There's a debate in the United States that we're considering in various activities on the campus: Are we an empire? What kind of an empire are we? Our leaders and some of our intellectuals seem willing to confront this issue, which has been obvious for a while. Once you have enormous power, how do you use it? I want to know what you, as somebody who was a soldier in the British army, make of the notion that the U.S. would self-confidently assume that role; that is, that of an imperial power in the world, but also the world's "sheriff"?

You just had an English historian here, Niall Ferguson, who has been (I think quite wrongly) urging the United States to pick up where the British empire left off. This is a dead duck if ever there was one. For one reason, imperialism as it used to be is a dead concept, because the whole world has woken up to imperialism and they don't like it. Wherever you go, whether it's Iraq or any other part of the world, if you try to exert an imperial grip on things, people are going to oppose you. They will oppose you and oppose you, and oppose you until you get sick of it and go away. So that kind of imperialism is dead.

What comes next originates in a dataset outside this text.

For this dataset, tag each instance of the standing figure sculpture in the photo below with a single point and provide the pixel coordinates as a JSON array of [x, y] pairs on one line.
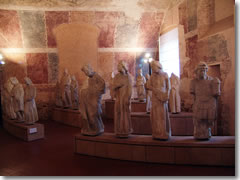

The United States has no colonies, which Mr. Ferguson rightly thinks are the basis of empire. But you do have a lot of things which are imperial. You have an imperial culture. English, I hate to say, is an imperial language now in the world. You have God knows how many foreign bases -- it's over fifty or sixty, isn't it? It's something enormous. You have a hugely increasing military budget. And you do have now a notion which I think is extremely dangerous, that the United States has the right to make war on anyone it believes may become a threat to the United States, and go after them with war. Now, if everybody else in the world takes that approach, we're going to be back to the jungle in a very short time. There's not a single country in the world that I can think of, except possibly the Scandinavian countries, who don't have some potential threat to them from outside. If everybody were to have a preventive war policy, I don't know where we'd all end up. I don't think you'd all be here. I think this is crazy. I don't think preventive war is empire, though.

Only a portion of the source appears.